By Greg Ninness
The residential real estate industry has survived the winter in reasonable shape with commission revenue ahead of where it was last year, according to interest.co.nz's latest quarterly analysis of sales activity and commissions.
Interest.co.nz estimates the real estate industry earned around $347 million in gross commissions from residential property sales in the third quarter of this year, up 8.9% from the same quarter of last year but still down 15.6% from the third quarter of 2016.
That trend was evident to a greater or lesser degree throughout the country, with estimated commission revenue in most regions in the third quarter either running at about the same level or running ahead of the same period of last year, but remaining down on two years ago. That's when the market was facing the tail end of the Chinese-driven buying frenzy which had inflated both sales levels and prices in the housing market.
A tightening of lending criteria and changes to the tax treatment of investment properties have also helped to calm the market and pull it back from its previous highs. That came to an end in the fourth quarter of 2016 when Chinese Government restrictions on taking money overseas began to bite, causing a downturn in New Zealand property sales and taking the upward pressure off prices.
|Real Estate Industry's Estimated Gross Commission Revenue from Residential Property Sales|
|Q3 2016||Q3 2017||Q3 2018|
|Bay of Plenty||28.4||23.7||24.4|
The region hardest hit by those changes was Auckland, where the estimated industry commission was $135.9 million in the third quarter of this year, marginally ahead of $133 million in the same quarter of last year, but down 29% from the $191.3 million in estimated industry commission earned in the third quarter of 2016.
The introduction of the restrictions on overseas interests buying New Zealand residential property, which come into effect on Monday (22 October), are unlikely to have much impact on current levels of sales activity because the flow of speculative money that was coming into the property market from overseas was largely staunched by Chinese currency restrictions.
The introduction of the overseas buyer restrictions was signalled well in advance and most overseas buyers who wanted to get in ahead of the restrictions did so some time ago. They have been notably absent from the market over the last few months.
The latest figures suggest the market has now adjusted to the changes that have occurred over the last two years and settled into a new normal. Anecdotal evidence of a level of pent up demand from both buyers and sellers provides an expectation that the industry can expect at least a reasonable seasonal upturn in sales this summer, even though the market is unlikely to return to the levels of the previous boom.
However the market is finely balanced, with population growth continuing to exceed the supply of new homes, particularly in Auckland. That gap is, however, slowly narrowing as new builds ramp up and the net migration gain steadily declines.
That ongoing demand pressure and continuing low mortgage interest rates should help prevent any substantial downward movement in prices in the near term.
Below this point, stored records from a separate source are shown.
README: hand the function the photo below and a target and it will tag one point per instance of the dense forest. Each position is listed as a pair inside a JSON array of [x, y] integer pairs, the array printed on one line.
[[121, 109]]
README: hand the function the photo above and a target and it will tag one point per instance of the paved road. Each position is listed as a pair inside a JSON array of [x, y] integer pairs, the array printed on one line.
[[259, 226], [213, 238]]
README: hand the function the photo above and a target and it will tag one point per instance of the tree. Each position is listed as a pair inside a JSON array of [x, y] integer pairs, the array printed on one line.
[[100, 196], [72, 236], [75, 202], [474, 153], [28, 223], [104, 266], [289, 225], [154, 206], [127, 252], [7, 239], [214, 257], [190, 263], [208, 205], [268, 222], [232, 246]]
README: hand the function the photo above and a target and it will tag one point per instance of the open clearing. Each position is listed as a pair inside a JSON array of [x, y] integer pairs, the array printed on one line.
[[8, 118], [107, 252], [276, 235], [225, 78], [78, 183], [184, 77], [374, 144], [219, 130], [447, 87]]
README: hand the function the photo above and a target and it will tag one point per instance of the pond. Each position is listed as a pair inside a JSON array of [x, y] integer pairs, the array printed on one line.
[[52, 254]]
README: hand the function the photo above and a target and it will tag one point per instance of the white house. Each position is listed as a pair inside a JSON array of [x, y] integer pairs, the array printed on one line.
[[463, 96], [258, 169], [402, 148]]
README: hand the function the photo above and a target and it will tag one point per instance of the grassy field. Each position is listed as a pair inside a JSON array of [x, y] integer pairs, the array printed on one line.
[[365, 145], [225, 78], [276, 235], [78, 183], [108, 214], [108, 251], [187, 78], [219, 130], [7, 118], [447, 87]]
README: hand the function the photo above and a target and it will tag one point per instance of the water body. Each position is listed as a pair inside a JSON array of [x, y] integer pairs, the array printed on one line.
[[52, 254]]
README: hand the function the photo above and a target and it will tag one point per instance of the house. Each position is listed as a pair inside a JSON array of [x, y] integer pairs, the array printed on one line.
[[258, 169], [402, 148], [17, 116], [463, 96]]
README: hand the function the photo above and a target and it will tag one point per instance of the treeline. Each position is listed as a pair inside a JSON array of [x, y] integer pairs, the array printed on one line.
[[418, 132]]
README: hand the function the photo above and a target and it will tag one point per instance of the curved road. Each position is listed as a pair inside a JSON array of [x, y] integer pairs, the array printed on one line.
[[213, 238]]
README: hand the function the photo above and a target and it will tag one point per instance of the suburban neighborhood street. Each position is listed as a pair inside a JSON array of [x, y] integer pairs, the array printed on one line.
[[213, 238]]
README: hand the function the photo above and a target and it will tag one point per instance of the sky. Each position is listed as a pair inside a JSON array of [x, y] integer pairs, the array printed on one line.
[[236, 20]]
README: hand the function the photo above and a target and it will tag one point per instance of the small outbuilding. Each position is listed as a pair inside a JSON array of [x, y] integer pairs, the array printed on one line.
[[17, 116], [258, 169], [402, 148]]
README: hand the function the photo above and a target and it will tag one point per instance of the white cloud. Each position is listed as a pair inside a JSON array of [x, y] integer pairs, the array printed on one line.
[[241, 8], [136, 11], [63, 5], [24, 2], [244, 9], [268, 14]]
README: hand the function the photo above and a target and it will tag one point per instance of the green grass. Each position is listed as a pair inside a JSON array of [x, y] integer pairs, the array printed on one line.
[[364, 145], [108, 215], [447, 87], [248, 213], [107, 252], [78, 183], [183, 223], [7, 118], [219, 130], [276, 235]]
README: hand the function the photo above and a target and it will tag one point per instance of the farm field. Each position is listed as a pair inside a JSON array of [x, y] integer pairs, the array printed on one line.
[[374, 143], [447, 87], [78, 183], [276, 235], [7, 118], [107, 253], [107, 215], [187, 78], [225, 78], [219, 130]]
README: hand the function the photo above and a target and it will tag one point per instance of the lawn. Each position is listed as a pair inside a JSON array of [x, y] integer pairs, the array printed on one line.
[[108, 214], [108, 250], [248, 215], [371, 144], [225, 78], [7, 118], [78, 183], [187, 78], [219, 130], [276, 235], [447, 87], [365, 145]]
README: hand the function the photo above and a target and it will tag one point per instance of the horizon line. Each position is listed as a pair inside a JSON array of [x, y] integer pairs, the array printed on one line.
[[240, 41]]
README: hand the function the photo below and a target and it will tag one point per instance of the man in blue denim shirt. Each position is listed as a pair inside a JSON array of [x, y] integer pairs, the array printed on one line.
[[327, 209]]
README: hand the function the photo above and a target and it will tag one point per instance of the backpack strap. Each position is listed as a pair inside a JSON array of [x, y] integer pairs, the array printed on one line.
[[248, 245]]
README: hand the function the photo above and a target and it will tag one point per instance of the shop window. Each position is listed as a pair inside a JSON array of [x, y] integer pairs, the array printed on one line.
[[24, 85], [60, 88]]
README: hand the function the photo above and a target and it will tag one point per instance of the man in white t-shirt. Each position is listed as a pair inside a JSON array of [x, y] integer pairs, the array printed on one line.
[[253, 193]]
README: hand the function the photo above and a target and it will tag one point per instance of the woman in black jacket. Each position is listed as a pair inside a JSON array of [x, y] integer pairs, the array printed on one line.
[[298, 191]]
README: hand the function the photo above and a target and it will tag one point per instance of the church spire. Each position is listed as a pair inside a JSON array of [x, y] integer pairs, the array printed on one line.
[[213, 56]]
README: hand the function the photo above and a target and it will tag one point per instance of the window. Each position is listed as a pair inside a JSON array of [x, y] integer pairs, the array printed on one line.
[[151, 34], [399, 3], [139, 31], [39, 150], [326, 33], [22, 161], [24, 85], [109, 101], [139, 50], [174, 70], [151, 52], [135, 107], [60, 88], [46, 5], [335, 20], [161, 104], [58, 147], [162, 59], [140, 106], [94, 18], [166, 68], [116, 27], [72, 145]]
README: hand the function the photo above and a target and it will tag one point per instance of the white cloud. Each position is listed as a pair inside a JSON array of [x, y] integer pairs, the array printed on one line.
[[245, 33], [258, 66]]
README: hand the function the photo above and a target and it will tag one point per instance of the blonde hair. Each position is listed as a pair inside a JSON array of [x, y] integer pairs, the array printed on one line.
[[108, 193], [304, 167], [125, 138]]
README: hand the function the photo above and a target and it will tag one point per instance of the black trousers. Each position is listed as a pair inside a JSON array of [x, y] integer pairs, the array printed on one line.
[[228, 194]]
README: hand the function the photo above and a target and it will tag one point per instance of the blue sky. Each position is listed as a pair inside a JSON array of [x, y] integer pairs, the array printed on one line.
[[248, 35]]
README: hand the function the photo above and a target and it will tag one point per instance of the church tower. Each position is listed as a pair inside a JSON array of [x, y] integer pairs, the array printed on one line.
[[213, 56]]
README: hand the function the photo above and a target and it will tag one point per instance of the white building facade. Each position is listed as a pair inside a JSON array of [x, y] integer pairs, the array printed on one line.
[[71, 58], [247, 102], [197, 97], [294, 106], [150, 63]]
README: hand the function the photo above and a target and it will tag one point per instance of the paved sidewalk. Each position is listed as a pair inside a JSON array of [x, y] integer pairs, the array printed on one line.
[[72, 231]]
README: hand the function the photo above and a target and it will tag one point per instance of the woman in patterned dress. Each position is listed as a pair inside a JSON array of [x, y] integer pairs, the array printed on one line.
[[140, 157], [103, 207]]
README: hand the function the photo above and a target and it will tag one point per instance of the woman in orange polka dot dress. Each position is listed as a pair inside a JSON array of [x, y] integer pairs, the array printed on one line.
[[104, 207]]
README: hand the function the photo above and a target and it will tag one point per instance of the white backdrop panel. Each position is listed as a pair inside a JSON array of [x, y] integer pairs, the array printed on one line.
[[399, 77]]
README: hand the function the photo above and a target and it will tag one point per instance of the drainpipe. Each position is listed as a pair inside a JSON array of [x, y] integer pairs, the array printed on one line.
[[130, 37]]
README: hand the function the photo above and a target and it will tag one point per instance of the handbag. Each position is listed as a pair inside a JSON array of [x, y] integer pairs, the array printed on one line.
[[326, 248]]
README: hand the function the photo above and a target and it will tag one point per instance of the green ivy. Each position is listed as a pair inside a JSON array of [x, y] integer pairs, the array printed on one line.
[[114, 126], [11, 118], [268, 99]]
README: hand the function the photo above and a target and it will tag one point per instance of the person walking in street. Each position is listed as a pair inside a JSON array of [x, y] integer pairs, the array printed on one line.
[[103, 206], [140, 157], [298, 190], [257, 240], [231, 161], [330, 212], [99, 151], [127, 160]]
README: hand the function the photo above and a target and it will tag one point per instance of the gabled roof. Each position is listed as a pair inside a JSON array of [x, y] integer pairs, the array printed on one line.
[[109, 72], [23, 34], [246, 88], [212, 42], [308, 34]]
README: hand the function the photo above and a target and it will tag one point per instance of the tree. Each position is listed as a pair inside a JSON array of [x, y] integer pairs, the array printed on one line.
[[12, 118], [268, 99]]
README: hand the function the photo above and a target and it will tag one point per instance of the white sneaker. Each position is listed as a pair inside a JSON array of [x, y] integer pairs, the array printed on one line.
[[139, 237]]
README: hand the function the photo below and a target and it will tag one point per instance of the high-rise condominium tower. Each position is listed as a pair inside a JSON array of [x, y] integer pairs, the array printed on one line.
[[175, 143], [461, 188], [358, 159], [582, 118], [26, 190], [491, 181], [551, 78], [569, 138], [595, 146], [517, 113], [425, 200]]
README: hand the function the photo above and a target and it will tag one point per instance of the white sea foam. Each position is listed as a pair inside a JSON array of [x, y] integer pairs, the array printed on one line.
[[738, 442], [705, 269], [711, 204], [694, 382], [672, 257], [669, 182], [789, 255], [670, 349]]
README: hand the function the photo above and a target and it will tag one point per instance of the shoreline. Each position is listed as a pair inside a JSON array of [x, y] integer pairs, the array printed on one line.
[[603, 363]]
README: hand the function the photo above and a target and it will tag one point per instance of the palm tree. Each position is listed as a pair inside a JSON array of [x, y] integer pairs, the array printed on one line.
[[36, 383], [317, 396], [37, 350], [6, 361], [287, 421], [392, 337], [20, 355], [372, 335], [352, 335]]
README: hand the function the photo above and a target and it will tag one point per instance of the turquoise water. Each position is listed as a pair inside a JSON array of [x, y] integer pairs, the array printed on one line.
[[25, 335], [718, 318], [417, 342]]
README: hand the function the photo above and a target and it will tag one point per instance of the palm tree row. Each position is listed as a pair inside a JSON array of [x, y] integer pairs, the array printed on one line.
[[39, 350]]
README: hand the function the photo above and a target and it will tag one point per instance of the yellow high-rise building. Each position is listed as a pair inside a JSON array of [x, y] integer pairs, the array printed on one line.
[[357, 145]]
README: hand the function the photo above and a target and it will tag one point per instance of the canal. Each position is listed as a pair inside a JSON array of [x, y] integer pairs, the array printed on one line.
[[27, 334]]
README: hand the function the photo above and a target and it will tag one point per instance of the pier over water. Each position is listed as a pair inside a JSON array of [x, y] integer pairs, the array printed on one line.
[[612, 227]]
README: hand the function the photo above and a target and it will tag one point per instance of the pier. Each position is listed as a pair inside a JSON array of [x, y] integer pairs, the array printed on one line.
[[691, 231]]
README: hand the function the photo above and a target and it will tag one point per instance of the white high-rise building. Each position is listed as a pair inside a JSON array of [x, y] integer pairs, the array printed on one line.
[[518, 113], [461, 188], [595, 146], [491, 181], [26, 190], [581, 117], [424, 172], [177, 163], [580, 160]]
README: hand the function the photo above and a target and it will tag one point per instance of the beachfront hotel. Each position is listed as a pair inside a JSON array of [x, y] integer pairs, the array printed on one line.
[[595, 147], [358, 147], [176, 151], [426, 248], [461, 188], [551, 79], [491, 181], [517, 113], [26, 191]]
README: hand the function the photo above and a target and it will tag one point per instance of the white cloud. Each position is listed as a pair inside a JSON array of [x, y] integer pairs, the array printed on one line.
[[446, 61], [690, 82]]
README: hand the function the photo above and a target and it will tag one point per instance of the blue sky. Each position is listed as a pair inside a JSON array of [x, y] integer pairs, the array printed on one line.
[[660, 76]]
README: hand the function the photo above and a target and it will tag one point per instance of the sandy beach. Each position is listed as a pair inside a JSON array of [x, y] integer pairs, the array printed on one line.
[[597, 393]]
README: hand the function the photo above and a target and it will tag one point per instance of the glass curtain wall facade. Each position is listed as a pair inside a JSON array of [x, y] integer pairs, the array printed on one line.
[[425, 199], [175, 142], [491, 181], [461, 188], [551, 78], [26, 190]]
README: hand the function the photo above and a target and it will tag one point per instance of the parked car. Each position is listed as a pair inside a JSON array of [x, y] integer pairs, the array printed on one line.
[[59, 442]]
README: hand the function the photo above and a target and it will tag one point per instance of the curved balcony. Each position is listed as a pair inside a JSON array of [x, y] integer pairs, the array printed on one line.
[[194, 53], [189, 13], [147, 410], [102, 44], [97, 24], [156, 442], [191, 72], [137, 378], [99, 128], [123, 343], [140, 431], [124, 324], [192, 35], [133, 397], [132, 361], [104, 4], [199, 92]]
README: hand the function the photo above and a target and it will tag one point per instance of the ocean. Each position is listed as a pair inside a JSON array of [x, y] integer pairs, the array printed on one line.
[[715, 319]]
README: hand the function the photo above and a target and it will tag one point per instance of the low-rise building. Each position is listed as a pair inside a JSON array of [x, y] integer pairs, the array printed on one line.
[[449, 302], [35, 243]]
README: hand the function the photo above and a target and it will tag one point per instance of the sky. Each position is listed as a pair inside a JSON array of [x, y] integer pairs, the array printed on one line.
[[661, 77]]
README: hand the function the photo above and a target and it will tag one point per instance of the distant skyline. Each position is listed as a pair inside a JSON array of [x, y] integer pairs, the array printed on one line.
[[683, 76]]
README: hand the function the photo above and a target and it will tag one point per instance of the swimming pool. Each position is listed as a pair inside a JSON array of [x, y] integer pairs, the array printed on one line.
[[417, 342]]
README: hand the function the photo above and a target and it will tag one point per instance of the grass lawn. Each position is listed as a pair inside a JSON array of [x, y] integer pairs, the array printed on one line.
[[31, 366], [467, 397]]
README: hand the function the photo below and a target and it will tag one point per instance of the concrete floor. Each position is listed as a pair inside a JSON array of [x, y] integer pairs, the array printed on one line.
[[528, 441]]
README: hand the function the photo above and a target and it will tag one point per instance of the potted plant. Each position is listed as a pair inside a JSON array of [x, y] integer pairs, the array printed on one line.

But buyers remain cautious on price and a recent surge in new listings means they are not short of choice, meaning while prices may not have collapsed they are likely to remain subdued. Vendors who are overly optimistic on price are likely to be disappointed.
Overall the figures point to a relatively stable market and there should be a reasonable seasonal lift in sales activity this summer while price movements, whether up or down, are likely to remain contained within a fairly narrow band.
However the possibility of a more substantial and more damaging correction still hangs over the housing market like the Sword of Damocles. Although for the time being at least, it appears unlikely to fall unless there is either a substantial and sustained increase in mortgage interest rates, or a major economic shock which could push up unemployment, pull the rug out from immigration and cause banks to tighten up further on mortgage lending.
For the moment though, it appears to be steady as she goes for the residential property market as it heads towards summer.